The easiest way to run most notebooks of this course is to connect to Youpisco, a virtual machine specifically designed for the course. You can connect to Youpisco at the following address only from the local IPGP network: https://youpisco.ipgp.fr. Note that the first time you connect, you can create an account with your choice of username and password. Opening a page on Youpisco will open a Jupyter notebook interface as the screenshot shown below.

Youpisco welcome screen

Once at that stage, you can open a terminal by clicking on the Terminal button on the launcher, navigate to your favorite directory (typically, on your home directory) and clone this repository by running the following command:

git clone https://github.com/leonard-seydoux/earth-data-science-public.git

This command should download the repository in a folder called earth-data-science-public, visible on the left panel of the Jupyter interface. You can then navigate to the earth-data-science-public folder and open the notebooks in the labs folder therin. Once open, you can start executing the cells by ensuring that the kernel is set to Python 3 (Earth Data Science).

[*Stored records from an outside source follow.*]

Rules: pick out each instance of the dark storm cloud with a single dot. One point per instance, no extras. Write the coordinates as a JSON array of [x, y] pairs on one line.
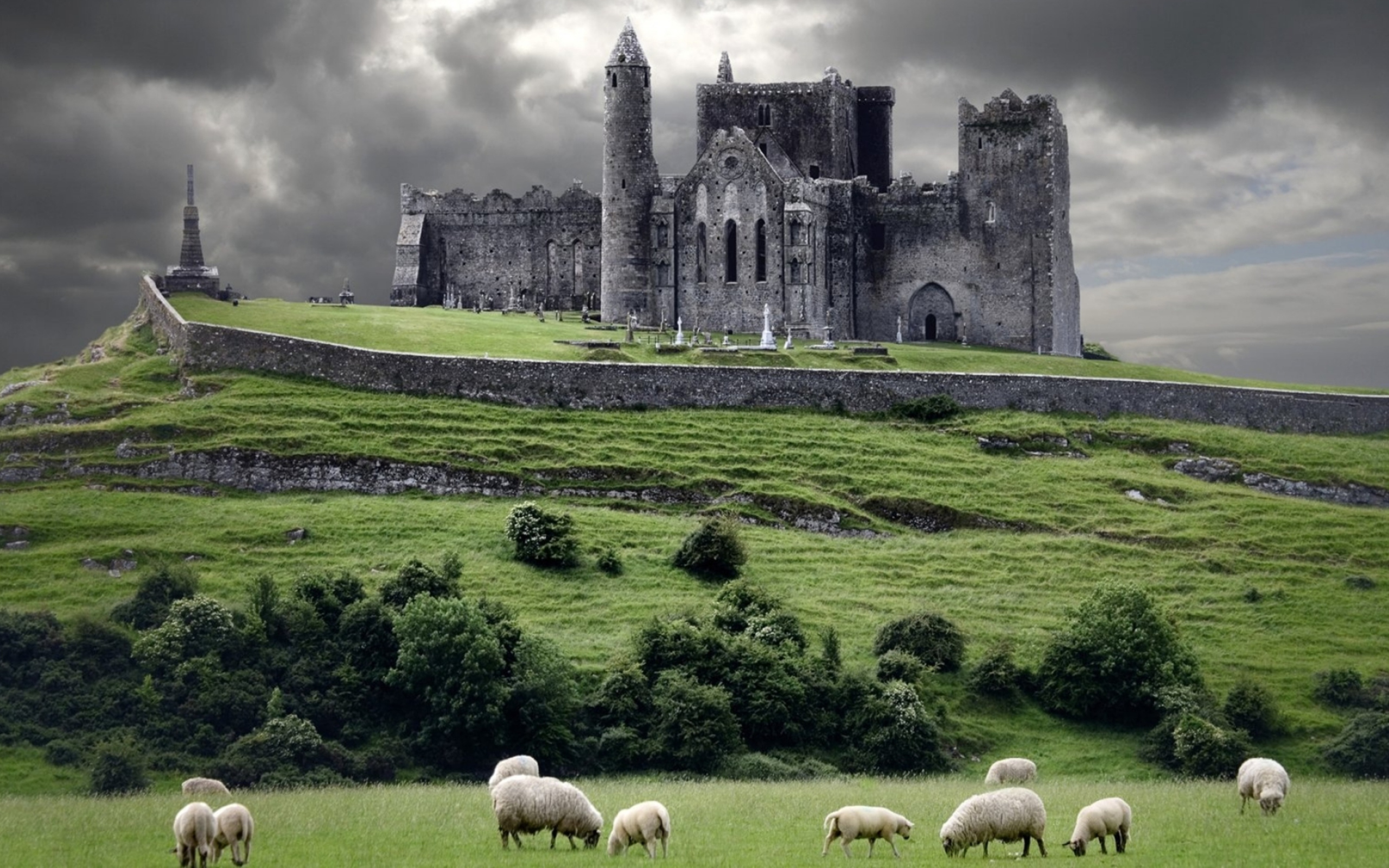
[[1174, 63]]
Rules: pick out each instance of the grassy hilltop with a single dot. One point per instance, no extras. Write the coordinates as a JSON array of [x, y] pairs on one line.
[[1258, 584]]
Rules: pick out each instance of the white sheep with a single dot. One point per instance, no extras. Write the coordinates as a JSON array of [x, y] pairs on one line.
[[645, 824], [195, 827], [525, 803], [1105, 817], [1008, 816], [1266, 781], [520, 764], [199, 787], [1015, 770], [855, 821], [234, 831]]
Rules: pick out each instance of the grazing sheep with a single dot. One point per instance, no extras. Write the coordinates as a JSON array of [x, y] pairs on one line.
[[855, 821], [525, 803], [1008, 816], [1266, 781], [234, 831], [195, 828], [1015, 770], [643, 824], [520, 764], [200, 787], [1105, 817]]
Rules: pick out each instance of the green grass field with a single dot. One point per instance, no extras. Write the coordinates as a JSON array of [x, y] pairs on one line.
[[452, 333], [1256, 582], [1323, 822]]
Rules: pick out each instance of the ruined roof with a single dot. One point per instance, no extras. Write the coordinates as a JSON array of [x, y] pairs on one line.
[[628, 50]]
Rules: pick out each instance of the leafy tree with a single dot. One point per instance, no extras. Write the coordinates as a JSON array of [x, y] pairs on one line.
[[1114, 658], [541, 537], [155, 595], [118, 767], [415, 579], [693, 727], [450, 666], [713, 552], [933, 639], [1363, 746]]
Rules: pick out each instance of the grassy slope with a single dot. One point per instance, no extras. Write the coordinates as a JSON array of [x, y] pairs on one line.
[[452, 333], [712, 824], [1199, 554]]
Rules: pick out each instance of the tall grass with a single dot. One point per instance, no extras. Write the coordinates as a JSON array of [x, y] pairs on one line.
[[1323, 822]]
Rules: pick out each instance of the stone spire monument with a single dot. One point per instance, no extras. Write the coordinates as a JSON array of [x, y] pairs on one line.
[[629, 180], [192, 273]]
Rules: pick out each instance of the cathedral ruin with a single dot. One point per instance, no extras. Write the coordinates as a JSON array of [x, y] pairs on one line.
[[791, 205]]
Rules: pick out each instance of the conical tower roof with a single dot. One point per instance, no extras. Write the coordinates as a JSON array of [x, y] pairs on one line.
[[628, 50]]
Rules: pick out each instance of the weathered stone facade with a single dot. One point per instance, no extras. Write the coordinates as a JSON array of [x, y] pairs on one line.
[[791, 205], [613, 385]]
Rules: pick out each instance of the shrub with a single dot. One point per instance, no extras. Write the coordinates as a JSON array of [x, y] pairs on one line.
[[996, 674], [715, 551], [1341, 688], [1251, 707], [155, 595], [1114, 659], [415, 579], [118, 767], [929, 638], [901, 666], [931, 409], [60, 752], [1206, 750], [542, 538], [693, 727], [1363, 746], [610, 563]]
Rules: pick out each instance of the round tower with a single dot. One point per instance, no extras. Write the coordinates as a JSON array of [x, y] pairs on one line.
[[628, 182]]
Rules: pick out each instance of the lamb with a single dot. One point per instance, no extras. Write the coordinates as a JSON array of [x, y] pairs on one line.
[[1015, 770], [1266, 781], [1008, 816], [520, 764], [234, 831], [855, 821], [1105, 817], [199, 787], [525, 803], [643, 824], [195, 828]]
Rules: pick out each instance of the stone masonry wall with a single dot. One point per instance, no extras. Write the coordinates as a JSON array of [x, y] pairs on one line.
[[606, 385]]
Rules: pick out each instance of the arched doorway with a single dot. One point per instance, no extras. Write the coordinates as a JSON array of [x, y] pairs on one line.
[[931, 314]]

Running the labs on your own machine

If you prefer, you can also run the notebooks on your own machine. To do so, you must install the required packages. The easiest way to do so is to use the conda package manager, and to create a new environment with the required packages listed in the file requirements.txt. To do so, you can run the following commands in a terminal:

conda env create -f requirements.txt
conda activate eds

If you prefer this solution, please make sure you have a good knowledge of Python and the package manager conda.